Your guidance in my time of need would be greatly appreciated.

  • Comment on Conserving bandwidth with WWW::Mechanize's get()

Replies are listed 'Best First'.
Re: Conserving bandwidth with WWW::Mechanize's get()
by ikegami (Patriarch) on Jun 05, 2008 at 02:31 UTC
    Just to confirm, WWW::Mechanize ONLY downloads the URL passed to get or specified via other user requests (such as following a link or submitting a form). It does NOT download any embedded objects (images, sounds, flash, etc) or linked documents (style sheets, JavaScript, etc). It DOES follow HTTP redirects and authentication requests (but you can disable that).
Re: Conserving bandwidth with WWW::Mechanize's get()
by pc88mxer (Vicar) on Jun 05, 2008 at 01:26 UTC
    I'm pretty sure by default WWW::Mechanize only downloads the web page and doesn't download referenced images or style sheets. Is your application a spider, and you are only interested in plain-text looking documents?
      It's not exactly a spider, in that is only grabs one piece of info from a single page.

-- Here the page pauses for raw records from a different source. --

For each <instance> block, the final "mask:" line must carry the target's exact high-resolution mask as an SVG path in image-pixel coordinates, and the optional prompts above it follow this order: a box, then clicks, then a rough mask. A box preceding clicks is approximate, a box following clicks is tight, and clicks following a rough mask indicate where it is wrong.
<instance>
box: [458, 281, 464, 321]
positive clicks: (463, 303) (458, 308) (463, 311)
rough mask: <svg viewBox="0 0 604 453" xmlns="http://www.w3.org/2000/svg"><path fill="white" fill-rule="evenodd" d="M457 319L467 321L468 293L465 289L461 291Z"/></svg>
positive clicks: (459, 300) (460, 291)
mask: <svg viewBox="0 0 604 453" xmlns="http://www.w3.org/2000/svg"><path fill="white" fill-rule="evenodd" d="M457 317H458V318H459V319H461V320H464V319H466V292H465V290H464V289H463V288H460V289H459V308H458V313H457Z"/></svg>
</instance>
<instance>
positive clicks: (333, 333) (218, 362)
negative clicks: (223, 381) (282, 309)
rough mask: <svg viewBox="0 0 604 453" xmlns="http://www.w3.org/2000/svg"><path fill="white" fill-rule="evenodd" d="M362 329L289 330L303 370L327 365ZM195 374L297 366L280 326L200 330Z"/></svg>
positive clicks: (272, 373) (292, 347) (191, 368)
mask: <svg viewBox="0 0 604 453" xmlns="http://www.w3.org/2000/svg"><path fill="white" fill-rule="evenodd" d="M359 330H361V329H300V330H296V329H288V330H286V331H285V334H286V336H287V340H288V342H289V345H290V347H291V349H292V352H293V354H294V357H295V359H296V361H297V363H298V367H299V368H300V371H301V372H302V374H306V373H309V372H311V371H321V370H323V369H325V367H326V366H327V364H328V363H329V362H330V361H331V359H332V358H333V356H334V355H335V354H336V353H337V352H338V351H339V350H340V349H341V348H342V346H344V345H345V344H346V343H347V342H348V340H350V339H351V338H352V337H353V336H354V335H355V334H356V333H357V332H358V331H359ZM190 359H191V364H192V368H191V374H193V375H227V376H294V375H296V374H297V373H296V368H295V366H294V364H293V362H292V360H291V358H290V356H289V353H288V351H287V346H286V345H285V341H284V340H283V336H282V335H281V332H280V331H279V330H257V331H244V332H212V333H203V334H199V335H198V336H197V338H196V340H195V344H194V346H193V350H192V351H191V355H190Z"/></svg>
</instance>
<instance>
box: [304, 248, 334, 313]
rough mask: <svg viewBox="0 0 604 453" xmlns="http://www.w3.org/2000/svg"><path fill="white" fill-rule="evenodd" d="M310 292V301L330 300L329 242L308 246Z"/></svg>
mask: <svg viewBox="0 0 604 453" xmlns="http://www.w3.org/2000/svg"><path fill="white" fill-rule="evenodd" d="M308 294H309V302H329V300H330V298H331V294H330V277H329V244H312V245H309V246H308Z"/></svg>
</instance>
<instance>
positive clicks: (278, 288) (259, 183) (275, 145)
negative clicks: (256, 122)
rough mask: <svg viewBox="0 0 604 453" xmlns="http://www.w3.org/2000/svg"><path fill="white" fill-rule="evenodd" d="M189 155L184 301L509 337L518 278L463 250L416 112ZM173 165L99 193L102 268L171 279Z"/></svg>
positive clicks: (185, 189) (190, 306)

      I had assumed that it downloaded the complete package by monitoring the volume use in an hour and dividing by (60*6), giving me a rough stab at the volume per page. I then saved the page to disc from firefox and the values were roughly the same. 60kB or so of .html file, and 90kB of images and other frippery.

      Is this assumption misguided somehow?

        WWW::Mechanize will automatically handle redirects, but those should be short messages.

        Using LWP::Debug you can get a trace of all the traffic that Mechanize is generating.

        use WWW::Mechanize; use LWP::Debug; my $mech = WWW::Mechanize->new(); LWP::Debug::level("+"); $mech->get("http://www.cnn.com/"); print length($mech->content), "\n";
Re: Conserving bandwidth with WWW::Mechanize's get()
by Gangabass (Vicar) on Jun 05, 2008 at 04:02 UTC

    WWW:Mechanize only load one single page. All you can try is to use WWW::Mechanize::GZip which try to load compressed page (if server support it).

Re: Conserving bandwidth with WWW::Mechanize's get()
by Scythe (Initiate) on Jun 05, 2008 at 04:44 UTC
    As is so often the case with these things, the mistake was on my end. I'd forgotten that my script grabbed multiple pages per update, so it was, in fact, getting four pages at 35kB each, putting me right on my calculated traffic usage.

    Many thanks for everyone's guidance.

      You're welcome. Something about the Monastery having stone floors to sharpen your wit with :)